Before the First World War, August Bebel (1840-1913) was the charismatic leader of the largest socialist party in Germany, Europe, and the world. Whereas barely a dozen people attended Karl Marx’s burial in London’s Highgate Cemetery in 1883, thirty years later Bebel’s funeral attracted 60,000 mourners and lasted for two days. It was the most impressive working-class gathering in Imperial Germany. How did workers come to revere a man who began adult life in the 1860s as an itinerant master turner producing doorknobs from buffalo horns but by 1900 exercised unassailable authority within Germany’s Social Democratic Party (SPD)? Bebel’s party grew to over one million members by the First World War and dominated the Second International. The Free Trade Unions affiliated with the SPD had over two million members. In Germany’s national elections of 1912, every third voter cast a ballot for the “party of revolution”—an ominous sign for a state preparing for war.
This research project asks how German workers “found” Bebel, embraced him as “their emperor,” and came to put their faith in Social Democracy’s message. If many of them needed to be convinced, most non-working-class Germans believed instinctively that Bebel and his followers sought “the total overthrow of the existing state and society.” Bebel and the SPD retained their pariah status in the view of German elites and the state from the 1870s to 1913. Loyalty to the nation became a litmus test of German citizenship: in the words of Emperor Wilhelm II, Social Democrats were “scoundrels without a country.” Bebel’s life thus illuminates a schism that ran through the heart of German political culture, separating socialists from everyone else.

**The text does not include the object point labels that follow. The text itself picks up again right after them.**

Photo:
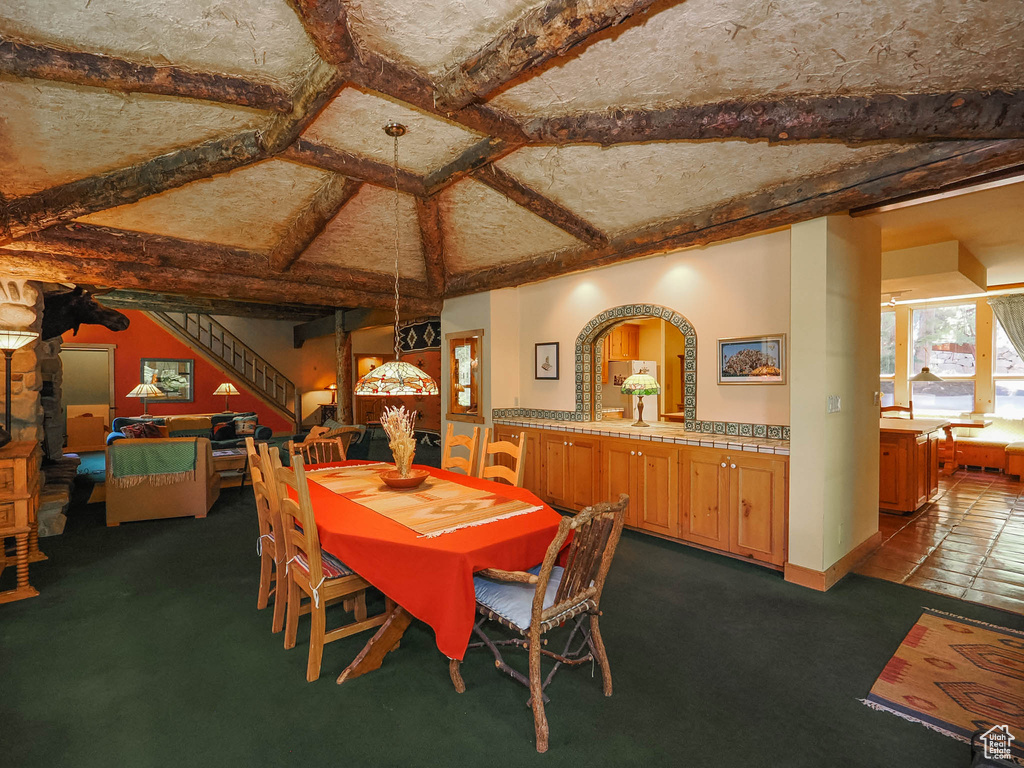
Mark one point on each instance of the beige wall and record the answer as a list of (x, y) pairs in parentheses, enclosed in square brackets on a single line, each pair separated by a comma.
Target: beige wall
[(834, 462)]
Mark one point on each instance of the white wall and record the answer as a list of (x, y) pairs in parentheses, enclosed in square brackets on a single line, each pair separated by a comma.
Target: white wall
[(732, 289), (834, 458)]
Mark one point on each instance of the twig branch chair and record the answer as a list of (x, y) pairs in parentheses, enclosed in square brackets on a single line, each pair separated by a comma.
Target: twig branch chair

This project also asks how much celebrity really mattered in the age of mass politics, mass culture, and the mass press. Bebel was a master at exploiting monarchical, colonial, and other scandals, using them to identify myriad injustices in his world. The fortunes of Bebel and his party throw into stark relief the difficulty of implementing liberté, égalité, and fraternité some 125 years after the French Revolution—that is, before either the Russian Revolution or Nazism offered more radical options for realizing a utopian state. Germany’s newly ascendant bourgeoisie wanted no part of a global order based on the rights of workers, women, and other oppressed groups. In a way, Bebel became the bourgeoisie’s anti-Kaiser too, a “German Robespierre” poised to unleash a Reign of Terror (as in France during the 1790s). Yet Bebel saw in socialism the possibility of justice for all, and he saw in patient reform a non-violent path toward democracy on a supra-national scale. This project – supported by Guggenheim and Killam fellowships and SSHRC grants – will explore these distinctions to discover how the title of “emperor” conferred iconic authority on Bebel and what these developments meant for the future of democracy.